After leaving Salon, Talbot resumed his career as an author of popular history books. Talbot's book, The New York Times bestseller, Brothers: The Hidden History of the Kennedy Years, offers a potentially controversial view of the Kennedy presidency and assassination, and explores Bobby Kennedy's search for the truth about his brother's murder. Talbot is now working on a feature documentary based on Brothers.

''Devil Dog''

Talbot's book Devil Dog: The Amazing True Story of the Man Who Saved America chronicles the life and exploits of antiwar U.S. Marine General Smedley Darlington Butler. The book, which was part of an illustrated history series called Pulp History, is a collaboration with Zap Comix artist Spain Rodriguez. Devil Dog, which was published by Simon & Schuster in fall 2010, won praise from The New York Times, which called the Pulp History series "rip-roaring nonfiction tales with enough purple prose, gory illustrations and va-va-va-voom women to lure in even reluctant teenage male readers".

''Season of the Witch''

Talbot's book , about the wild and bloody birth of "San Francisco values", was published in spring 2012. Season of the Witch received starred reviews in Publishers Weekly and Kirkus Reviews, and was described as "enthralling, news-driven history", "energetic, highly entertaining storytelling", and "an enthralling – and harrowing – account of how the 1967 Summer of Love gave way to 20 or so winters of discontent".

''The Devil's Chessboard''

Talbot's book The Devil's Chessboard: Allen Dulles, the CIA, and the Rise of America's Secret Government is a biography examining the career of Allen Dulles.
According to Talbot, Dulles orchestrated the assassination of Kennedy at the behest of corporate leaders who perceived the President to be threat to national security, lobbied Lyndon B. Johnson to have himself appointed to the Warren Commission, then arranged to have Lee Harvey Oswald take sole responsibility for the act.

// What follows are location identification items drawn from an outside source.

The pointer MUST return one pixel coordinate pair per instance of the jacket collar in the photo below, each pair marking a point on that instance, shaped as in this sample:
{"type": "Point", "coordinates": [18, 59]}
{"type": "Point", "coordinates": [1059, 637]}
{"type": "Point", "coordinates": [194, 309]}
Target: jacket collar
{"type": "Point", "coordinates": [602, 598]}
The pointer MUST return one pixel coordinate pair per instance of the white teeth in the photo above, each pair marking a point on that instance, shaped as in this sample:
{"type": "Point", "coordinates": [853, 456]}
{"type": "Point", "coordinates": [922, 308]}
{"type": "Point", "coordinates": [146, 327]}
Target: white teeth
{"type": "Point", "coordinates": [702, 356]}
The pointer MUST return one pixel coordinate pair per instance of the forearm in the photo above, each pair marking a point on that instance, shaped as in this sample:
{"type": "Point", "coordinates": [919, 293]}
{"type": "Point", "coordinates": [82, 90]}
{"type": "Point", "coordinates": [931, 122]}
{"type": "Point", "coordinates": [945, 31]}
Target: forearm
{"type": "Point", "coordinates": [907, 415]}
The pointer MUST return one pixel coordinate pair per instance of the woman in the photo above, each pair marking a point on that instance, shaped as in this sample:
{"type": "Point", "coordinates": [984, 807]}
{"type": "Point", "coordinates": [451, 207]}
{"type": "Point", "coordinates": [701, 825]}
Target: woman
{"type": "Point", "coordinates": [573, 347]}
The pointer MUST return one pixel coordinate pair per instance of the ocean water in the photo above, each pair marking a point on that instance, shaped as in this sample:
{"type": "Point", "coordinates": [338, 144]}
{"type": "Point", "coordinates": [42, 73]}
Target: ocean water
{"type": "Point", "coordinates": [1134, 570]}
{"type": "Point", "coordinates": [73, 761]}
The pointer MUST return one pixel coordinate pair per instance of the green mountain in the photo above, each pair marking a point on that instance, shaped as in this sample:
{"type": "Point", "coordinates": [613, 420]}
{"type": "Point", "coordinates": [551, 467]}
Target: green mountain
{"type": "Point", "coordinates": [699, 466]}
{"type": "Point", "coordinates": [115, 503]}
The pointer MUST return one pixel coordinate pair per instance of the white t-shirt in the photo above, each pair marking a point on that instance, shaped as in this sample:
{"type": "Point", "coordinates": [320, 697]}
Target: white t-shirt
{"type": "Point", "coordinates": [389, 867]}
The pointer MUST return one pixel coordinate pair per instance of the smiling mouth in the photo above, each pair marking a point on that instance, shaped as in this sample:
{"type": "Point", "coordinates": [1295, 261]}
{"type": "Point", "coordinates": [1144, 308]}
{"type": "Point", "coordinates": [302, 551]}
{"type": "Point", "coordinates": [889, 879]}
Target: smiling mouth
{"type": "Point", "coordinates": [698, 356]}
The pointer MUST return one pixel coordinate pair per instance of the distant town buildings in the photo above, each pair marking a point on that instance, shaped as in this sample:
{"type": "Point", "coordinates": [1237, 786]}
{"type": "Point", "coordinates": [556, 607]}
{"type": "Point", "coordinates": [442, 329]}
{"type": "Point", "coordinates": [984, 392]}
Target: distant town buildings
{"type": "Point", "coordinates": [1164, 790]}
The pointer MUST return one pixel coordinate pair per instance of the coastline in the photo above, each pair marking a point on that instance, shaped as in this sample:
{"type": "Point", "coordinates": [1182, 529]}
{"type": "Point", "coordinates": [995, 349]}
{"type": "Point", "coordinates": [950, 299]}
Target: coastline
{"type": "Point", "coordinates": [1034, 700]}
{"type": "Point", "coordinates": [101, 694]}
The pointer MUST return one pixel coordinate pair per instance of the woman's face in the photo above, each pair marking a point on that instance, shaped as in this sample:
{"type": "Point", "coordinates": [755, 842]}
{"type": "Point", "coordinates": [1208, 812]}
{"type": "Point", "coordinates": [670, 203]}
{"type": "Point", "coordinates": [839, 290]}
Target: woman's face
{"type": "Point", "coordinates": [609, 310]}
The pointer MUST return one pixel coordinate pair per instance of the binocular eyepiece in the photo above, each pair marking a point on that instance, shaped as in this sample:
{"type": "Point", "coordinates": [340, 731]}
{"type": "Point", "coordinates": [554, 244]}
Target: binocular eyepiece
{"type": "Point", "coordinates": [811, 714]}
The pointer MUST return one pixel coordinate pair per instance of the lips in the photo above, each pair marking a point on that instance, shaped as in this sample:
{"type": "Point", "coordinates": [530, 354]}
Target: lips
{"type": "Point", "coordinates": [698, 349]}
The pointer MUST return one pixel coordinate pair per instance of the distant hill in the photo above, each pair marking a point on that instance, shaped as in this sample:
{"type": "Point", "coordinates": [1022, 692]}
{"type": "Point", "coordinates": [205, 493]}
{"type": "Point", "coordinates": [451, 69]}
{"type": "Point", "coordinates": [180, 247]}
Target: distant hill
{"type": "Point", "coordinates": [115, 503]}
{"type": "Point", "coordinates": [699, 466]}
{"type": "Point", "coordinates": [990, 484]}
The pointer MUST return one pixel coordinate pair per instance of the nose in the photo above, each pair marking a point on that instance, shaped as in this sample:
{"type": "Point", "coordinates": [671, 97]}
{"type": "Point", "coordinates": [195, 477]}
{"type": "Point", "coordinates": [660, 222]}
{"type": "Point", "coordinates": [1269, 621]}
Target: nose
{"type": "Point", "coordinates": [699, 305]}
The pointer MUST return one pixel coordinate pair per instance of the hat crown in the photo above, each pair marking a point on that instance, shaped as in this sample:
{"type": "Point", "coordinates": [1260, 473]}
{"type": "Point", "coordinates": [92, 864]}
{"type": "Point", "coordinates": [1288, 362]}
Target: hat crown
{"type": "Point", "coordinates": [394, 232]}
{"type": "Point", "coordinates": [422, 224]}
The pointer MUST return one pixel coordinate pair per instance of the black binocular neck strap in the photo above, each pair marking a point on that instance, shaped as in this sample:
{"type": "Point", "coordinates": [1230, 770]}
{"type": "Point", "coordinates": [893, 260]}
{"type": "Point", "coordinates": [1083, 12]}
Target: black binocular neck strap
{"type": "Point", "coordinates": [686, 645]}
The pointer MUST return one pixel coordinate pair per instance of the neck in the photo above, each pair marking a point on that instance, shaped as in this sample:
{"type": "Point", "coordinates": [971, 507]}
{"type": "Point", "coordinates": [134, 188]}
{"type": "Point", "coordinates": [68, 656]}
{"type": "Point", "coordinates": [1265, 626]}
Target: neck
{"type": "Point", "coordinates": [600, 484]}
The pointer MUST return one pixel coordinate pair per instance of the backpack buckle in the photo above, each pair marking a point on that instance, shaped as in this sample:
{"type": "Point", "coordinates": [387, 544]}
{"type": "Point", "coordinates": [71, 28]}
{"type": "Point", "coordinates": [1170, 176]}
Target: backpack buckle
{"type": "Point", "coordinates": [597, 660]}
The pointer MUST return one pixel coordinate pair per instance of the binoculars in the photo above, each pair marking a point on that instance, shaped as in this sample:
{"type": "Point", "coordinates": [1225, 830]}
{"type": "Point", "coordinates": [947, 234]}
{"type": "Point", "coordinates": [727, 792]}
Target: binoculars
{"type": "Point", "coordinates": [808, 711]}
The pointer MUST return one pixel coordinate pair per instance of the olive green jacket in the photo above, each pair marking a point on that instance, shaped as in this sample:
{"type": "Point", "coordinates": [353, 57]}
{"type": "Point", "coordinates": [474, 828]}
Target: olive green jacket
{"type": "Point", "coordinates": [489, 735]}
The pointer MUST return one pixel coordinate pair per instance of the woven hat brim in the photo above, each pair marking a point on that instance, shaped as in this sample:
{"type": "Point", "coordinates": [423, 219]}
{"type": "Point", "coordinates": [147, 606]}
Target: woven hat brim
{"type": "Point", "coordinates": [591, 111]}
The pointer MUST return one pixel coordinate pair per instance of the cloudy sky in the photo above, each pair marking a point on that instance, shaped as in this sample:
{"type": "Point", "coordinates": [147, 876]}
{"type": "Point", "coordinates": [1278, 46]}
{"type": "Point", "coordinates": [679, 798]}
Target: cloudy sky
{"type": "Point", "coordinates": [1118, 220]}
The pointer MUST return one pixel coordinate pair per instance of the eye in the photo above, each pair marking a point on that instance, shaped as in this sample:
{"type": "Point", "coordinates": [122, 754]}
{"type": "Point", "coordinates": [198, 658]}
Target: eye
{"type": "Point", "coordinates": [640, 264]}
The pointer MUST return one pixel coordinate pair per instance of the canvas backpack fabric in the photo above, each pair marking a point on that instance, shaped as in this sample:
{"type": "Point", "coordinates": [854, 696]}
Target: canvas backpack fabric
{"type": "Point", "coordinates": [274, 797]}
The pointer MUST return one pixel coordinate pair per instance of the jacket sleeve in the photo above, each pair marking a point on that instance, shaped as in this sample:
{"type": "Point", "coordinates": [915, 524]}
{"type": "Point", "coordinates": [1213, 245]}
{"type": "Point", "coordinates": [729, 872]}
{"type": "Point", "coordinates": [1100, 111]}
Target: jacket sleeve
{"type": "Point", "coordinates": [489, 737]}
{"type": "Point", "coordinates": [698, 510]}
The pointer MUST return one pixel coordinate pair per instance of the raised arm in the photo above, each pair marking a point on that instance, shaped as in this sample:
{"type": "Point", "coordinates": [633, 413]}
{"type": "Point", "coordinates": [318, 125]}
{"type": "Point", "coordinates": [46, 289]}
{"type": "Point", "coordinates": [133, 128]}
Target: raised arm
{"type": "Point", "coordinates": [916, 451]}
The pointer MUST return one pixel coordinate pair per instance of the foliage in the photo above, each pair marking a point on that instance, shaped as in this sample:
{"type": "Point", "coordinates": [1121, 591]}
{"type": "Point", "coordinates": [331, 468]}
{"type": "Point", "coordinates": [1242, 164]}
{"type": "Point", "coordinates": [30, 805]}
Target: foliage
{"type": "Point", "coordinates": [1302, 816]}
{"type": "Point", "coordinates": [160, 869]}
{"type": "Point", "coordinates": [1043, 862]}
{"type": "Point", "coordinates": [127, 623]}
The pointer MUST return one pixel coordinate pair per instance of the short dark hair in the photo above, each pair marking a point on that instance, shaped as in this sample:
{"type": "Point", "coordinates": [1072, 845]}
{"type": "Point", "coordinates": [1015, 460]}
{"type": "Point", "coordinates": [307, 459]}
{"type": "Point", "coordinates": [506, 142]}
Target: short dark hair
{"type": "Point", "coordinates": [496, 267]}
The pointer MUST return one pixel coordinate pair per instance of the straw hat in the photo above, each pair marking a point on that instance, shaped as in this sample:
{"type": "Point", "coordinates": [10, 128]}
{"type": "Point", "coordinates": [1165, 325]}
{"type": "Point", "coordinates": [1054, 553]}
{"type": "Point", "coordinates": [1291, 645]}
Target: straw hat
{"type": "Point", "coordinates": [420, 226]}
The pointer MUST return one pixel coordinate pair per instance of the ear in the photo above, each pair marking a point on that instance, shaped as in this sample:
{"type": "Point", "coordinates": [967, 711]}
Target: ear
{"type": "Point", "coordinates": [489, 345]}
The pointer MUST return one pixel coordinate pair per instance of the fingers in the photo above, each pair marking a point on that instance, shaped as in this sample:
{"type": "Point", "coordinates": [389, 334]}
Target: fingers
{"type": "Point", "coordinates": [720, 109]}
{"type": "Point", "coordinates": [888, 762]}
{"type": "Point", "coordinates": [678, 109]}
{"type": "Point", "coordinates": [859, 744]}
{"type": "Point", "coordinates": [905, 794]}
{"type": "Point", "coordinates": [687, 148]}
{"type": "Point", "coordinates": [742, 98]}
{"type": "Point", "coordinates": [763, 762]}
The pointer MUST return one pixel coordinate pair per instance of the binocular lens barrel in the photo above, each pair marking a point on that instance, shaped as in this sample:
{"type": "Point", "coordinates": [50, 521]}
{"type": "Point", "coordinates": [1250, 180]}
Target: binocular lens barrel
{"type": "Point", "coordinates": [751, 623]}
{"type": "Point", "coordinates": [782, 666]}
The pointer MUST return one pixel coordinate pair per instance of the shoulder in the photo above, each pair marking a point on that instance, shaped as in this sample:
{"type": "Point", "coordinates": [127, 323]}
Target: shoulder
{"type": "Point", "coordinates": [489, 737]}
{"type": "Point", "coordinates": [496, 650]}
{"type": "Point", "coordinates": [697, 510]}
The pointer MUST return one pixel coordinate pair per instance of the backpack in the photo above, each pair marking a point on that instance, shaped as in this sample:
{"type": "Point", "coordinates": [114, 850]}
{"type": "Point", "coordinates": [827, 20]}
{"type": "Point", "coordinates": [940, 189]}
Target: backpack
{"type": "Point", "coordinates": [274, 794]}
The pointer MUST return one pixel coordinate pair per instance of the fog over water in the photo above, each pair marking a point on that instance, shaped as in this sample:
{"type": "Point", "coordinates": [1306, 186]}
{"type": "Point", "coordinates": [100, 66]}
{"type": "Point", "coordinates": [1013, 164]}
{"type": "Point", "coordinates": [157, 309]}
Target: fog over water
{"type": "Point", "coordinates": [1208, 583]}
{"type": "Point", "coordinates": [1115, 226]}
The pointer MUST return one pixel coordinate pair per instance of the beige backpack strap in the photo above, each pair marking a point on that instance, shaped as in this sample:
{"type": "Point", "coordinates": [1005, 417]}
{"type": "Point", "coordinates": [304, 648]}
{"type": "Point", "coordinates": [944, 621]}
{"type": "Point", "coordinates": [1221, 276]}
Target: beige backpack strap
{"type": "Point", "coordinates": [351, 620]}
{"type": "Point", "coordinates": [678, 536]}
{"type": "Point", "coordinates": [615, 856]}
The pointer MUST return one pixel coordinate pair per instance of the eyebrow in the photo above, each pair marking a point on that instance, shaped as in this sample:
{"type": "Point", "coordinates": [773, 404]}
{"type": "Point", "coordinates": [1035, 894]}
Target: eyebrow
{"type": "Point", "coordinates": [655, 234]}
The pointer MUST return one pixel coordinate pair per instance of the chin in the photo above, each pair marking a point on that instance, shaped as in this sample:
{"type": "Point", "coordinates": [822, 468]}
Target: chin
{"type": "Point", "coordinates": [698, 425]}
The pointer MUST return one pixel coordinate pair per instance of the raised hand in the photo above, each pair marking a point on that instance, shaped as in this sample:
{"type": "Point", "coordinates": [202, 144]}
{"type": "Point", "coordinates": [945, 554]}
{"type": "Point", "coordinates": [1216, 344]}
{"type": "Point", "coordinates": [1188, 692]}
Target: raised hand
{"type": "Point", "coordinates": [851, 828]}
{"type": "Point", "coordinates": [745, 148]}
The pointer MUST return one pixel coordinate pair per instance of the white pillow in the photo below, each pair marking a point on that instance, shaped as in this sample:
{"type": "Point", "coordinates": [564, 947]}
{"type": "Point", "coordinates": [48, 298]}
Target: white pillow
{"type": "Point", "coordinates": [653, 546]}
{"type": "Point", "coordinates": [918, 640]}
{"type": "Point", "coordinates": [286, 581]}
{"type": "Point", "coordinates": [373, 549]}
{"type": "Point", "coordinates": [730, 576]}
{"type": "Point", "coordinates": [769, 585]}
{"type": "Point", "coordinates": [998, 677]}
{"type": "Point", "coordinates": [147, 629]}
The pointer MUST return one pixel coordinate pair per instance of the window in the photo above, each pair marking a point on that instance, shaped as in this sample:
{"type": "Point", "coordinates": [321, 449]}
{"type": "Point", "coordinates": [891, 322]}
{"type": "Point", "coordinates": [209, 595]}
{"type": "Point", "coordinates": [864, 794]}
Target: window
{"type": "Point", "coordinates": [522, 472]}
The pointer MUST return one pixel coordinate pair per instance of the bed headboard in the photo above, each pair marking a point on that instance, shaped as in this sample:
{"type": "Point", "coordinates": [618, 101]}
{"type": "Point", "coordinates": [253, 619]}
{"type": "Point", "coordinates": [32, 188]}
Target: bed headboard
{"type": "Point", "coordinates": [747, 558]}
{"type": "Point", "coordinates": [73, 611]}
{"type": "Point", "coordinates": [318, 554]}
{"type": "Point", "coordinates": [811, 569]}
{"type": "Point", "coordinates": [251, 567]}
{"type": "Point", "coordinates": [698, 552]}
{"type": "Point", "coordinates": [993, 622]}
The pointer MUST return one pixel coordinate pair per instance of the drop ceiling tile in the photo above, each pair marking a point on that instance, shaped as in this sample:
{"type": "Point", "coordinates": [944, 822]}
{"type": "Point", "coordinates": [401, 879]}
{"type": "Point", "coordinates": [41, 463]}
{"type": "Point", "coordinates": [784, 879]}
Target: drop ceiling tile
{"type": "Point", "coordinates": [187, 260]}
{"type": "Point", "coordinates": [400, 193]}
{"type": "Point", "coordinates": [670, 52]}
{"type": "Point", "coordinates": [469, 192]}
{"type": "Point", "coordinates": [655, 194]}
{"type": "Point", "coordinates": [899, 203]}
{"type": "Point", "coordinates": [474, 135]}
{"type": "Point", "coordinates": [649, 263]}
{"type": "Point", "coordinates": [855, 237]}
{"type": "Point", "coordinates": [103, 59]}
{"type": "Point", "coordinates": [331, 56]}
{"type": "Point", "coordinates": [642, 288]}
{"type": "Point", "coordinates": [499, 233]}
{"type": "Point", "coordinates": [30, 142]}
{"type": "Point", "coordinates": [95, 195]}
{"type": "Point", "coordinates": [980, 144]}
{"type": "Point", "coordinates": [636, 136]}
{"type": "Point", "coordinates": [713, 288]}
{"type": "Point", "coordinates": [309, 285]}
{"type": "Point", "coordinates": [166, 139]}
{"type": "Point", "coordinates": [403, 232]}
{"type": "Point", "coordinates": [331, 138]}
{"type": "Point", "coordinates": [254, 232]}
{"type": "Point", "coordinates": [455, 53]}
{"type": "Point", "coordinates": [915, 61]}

The book charges that the conspirators in JFK's death also murdered Bobby Kennedy as they perceived him to be "a wild card, an uncontrollable threat" that would reveal the plot.
The book has stirred debate about the history of the CIA. In a review for the San Francisco Chronicle, Glenn C. Altschuler stated, "Talbot’s indictment is long, varied and sensational." Altschuler wrote: "Animated by conspiracy theories, the speculations and accusations in his book often run far ahead of the evidence, even for those of us inclined to believe the worst about Allen Dulles."
But the book was praised elsewhere, including Kirkus Reviews, whose starred review, called it "a frightening biography of power, manipulation and outright treason. all engaged American citizens should read this book and have their eyes opened."

Other ventures

In 2015, Talbot was announced as the editor of Hot Books, a new nonfiction imprint of Skyhorse Publishing. In 2016, Talbot became a columnist for the San Francisco Chronicle.

Personal life

Talbot is from a media and entertainment family. He is the son of longtime character actor and founding member of the Screen Actors Guild, Lyle Talbot, and brother of documentary producer and former child actor Stephen Talbot, of physician Cynthia Talbot of Portland, Oregon, and of journalist Margaret Talbot, a staff writer at The New Yorker. Talbot is married to writer Camille Peri, co-editor of the national bestseller Mothers Who Think, with whom he has two children. His son Joe Talbot wrote and directed the 2019 film The Last Black Man in San Francisco.
David Talbot's sister, Margaret, has written a biography of their father, Lyle Talbot, and a memoir of their family life, The Entertainer: Movies, Magic and My Father's Twentieth Century.